Music has been overhauled and is much more intuitive – it’s much easier to navigate your library and see which music is actually downloaded to your phone. Similarly News has been improved so you can see which category a story comes under, and it will intelligently create categories where none exist, such as Formula 1.
Photos gets intelligent and will use your iPhone (or iPad’s) power to do scene and face recognition and surface events such as trips “at the right time” for you to reminisce. It will also automatically create videos of events – you can edit and share them.
Messages also gets a big overhaul, and is now open to developers. You can tap on words to automatically replace them with emoticons, and set bubble effects and even full screen effects. One highlight is the new ability to hide photos and text which the recipient can reveal. And thanks to third-party apps, you’ll be able to do other things (as you can already in other messenger apps) such as paying money you owe to friends, or using stickers.
There’s a public beta of iOS 10 which you’ll be able to try when it is released in July. Read more about the new features in iOS 10.
Last September, Apple launched tvOS 9 with the latest Apple TV model so this will be the first major update since the fourth-gen Apple TV arrived. In fact, the update isn’t all that huge. Siri gets more capabilities and there’s a few new channels and interface tweaks, one being Dark Mode which is better for night-time viewing.

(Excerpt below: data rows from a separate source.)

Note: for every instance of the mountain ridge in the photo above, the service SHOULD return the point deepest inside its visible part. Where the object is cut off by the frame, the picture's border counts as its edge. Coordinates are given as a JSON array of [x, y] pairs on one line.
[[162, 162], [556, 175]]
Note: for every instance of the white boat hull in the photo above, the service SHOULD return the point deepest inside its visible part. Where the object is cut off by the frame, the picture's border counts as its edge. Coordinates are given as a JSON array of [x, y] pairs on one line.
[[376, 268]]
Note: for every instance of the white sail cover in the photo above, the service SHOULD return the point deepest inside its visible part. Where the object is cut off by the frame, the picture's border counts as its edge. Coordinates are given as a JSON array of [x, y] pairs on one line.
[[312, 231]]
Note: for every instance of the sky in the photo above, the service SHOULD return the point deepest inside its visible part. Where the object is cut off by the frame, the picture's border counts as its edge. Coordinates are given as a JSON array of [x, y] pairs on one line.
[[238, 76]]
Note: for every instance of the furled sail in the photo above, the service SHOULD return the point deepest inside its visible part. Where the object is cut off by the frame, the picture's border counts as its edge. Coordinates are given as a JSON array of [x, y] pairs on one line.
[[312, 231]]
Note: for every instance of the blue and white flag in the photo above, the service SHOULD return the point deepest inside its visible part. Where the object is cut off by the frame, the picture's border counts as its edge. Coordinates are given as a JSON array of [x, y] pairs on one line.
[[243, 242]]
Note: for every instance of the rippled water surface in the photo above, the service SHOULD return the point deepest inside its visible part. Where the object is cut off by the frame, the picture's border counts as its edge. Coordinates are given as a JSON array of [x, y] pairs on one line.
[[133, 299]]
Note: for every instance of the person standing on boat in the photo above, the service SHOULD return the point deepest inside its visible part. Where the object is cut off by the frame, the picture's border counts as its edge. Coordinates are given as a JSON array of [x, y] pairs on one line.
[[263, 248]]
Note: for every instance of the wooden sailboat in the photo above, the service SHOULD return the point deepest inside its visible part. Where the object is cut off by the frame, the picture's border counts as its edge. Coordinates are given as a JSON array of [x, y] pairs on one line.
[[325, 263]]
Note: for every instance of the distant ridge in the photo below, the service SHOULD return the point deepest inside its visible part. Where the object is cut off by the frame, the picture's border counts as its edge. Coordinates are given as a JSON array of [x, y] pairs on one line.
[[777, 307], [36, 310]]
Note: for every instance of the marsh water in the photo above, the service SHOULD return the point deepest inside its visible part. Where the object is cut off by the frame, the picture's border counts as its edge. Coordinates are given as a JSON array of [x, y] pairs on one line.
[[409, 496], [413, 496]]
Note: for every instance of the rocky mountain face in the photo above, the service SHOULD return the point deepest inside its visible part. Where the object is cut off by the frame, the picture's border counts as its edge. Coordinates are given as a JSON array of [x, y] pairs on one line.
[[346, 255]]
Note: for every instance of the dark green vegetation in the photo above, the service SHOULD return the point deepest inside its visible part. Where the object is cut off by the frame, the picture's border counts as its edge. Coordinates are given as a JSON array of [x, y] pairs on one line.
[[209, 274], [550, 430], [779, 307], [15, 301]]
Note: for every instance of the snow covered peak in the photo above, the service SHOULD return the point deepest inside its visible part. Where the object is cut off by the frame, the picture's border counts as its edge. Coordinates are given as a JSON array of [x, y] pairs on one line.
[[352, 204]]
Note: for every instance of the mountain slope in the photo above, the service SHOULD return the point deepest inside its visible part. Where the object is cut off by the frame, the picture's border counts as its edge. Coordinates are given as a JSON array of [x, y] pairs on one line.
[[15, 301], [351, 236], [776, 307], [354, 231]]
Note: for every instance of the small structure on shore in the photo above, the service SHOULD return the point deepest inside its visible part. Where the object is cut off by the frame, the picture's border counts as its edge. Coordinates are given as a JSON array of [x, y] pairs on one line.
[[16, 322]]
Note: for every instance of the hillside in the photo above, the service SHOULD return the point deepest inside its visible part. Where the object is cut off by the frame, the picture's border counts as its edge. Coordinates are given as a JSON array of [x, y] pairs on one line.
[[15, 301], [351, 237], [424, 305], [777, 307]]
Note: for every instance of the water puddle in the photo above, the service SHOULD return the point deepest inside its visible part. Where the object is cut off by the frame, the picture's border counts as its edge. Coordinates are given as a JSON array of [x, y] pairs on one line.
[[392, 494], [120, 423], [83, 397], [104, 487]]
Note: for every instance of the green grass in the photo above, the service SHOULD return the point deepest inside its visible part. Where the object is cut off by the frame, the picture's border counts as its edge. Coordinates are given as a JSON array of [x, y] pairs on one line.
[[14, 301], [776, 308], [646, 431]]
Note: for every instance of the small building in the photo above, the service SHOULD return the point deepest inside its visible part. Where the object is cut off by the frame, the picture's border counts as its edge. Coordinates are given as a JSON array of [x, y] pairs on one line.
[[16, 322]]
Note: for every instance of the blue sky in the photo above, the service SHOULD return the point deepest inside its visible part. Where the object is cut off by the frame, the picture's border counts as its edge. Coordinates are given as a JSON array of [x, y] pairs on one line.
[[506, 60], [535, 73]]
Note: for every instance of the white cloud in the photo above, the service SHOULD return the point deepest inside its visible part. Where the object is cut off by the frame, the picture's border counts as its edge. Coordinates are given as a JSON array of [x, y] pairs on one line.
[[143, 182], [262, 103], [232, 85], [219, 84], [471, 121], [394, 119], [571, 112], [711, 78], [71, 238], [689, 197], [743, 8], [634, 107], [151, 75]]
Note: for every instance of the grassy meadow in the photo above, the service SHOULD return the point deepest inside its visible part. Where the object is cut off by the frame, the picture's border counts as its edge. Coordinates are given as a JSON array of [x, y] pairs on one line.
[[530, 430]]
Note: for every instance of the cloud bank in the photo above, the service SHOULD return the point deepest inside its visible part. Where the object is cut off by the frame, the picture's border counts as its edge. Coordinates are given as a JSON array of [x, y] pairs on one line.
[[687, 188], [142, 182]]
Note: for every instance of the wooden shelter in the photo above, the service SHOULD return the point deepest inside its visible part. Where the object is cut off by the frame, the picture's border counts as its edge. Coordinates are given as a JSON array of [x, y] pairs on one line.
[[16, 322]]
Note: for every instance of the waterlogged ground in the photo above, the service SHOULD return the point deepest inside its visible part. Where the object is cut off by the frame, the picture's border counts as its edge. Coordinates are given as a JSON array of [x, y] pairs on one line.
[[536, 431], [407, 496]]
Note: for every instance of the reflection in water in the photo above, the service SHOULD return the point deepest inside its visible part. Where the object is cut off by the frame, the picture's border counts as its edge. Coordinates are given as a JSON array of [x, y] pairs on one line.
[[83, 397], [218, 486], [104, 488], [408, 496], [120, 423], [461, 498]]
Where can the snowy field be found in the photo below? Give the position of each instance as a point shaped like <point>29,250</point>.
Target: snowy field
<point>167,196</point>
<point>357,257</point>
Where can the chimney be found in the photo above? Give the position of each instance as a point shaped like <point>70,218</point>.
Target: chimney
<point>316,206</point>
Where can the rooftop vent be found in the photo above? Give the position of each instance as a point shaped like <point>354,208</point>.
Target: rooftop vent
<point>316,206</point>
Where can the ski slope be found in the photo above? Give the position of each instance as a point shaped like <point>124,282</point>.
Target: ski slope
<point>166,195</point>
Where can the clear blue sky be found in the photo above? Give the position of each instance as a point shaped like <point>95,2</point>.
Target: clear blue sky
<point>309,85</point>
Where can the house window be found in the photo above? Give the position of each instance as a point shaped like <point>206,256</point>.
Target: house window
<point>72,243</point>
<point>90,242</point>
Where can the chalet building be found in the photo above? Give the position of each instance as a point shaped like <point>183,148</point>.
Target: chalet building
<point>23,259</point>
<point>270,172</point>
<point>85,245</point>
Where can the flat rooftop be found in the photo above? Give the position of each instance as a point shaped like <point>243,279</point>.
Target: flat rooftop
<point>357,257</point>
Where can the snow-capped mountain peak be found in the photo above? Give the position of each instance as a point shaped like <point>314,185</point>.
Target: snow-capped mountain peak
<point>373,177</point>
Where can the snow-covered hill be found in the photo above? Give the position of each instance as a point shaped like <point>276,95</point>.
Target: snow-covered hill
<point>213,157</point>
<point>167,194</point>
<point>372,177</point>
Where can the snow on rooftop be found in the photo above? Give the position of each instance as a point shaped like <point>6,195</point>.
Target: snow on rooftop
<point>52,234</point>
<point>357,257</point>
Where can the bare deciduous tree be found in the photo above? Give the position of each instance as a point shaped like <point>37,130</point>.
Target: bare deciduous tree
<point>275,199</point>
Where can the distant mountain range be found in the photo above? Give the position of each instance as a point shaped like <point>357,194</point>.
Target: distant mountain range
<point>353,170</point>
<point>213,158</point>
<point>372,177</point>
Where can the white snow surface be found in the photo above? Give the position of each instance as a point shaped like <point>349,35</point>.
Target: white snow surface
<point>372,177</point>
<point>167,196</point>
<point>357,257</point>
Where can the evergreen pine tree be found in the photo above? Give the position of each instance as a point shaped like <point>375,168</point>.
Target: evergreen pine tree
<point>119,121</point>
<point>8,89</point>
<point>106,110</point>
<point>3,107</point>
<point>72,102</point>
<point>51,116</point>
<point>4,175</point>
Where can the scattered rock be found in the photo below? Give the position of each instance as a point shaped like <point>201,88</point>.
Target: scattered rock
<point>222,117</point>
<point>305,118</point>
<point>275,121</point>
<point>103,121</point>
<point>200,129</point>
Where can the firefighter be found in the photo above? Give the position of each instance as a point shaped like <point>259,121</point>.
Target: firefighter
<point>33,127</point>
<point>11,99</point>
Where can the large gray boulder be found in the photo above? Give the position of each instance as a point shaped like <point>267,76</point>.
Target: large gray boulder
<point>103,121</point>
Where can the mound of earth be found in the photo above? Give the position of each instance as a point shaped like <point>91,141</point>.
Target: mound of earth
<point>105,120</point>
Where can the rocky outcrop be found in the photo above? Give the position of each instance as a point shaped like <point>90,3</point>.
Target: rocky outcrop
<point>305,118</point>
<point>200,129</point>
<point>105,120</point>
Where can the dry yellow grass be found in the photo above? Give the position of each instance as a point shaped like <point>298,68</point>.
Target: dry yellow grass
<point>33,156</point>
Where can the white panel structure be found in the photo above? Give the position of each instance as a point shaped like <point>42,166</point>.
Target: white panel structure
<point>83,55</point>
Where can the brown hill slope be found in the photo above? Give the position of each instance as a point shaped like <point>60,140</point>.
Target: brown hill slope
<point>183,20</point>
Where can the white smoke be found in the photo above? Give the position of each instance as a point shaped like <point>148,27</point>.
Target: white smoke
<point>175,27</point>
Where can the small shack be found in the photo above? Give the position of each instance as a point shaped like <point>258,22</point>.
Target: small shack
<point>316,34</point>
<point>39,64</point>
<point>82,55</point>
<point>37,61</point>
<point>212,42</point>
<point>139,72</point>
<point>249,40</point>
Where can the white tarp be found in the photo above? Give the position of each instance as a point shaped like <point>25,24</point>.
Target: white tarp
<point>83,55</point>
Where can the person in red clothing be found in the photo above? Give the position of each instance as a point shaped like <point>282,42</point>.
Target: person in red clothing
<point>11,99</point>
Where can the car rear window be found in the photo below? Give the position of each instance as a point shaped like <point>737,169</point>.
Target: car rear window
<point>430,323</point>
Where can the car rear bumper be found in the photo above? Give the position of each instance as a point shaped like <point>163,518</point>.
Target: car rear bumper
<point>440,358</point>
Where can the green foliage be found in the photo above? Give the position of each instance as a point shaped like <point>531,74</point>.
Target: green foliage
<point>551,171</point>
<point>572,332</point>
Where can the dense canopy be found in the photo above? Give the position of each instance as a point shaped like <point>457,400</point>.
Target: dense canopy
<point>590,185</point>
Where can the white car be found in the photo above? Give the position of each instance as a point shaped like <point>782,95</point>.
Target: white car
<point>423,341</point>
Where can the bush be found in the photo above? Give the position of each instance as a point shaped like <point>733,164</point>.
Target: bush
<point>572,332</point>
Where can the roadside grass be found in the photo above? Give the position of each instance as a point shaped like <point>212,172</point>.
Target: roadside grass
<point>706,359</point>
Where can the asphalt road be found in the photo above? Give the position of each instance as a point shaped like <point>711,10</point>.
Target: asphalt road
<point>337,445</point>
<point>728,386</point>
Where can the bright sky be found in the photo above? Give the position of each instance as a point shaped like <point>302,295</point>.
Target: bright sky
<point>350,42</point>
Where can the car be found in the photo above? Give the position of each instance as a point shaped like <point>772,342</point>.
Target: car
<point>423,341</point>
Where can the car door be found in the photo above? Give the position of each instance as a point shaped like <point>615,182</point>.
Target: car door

A handy new feature is Single Sign-On which should do away with those annoying sign-in screens, codes and other stuff that gets between you and your viewing pleasure.
There’s more software to talk about, including Siri integration within macOS Sierra. The virtual assistant is making its Mac debut to compete with the likes of Cortana on Windows 10 after two and a half years of internal testing. Users will also be able to unlock their Macs using their Apple Watch, and pay for things using Apple Pay in Safari, authenticating payments with fingerprint recognition via Touch ID on an iPhone, using Continuity.
For a lot of people, new hardware will be more exciting than software but despite rumours that Apple will refresh its MacBook Pro line this year, there were no announcements in the keynote. The MacBook Pro 2016 is tipped to get a boost in graphics performance thanks to a new AMD/Nvidia GPU, and will also come with the latest Intel Skylake chips.
More recent rumours suggest that the MacBook Pro has undergone an Air-esque redesign, making it thinner and lighter than ever without compromising on power. Rumours also suggest it’ll include a Touch ID sensor and a touchscreen-enabled OLED display to replace the function keys, allowing customisable function keys in future.
No surprises that Apple didn’t launch the Apple Watch 2, saying that with watchOS 3 “[the original Apple Watch] will feel like a new watch”. watchOS 3 will be launching to the public in September 2016.’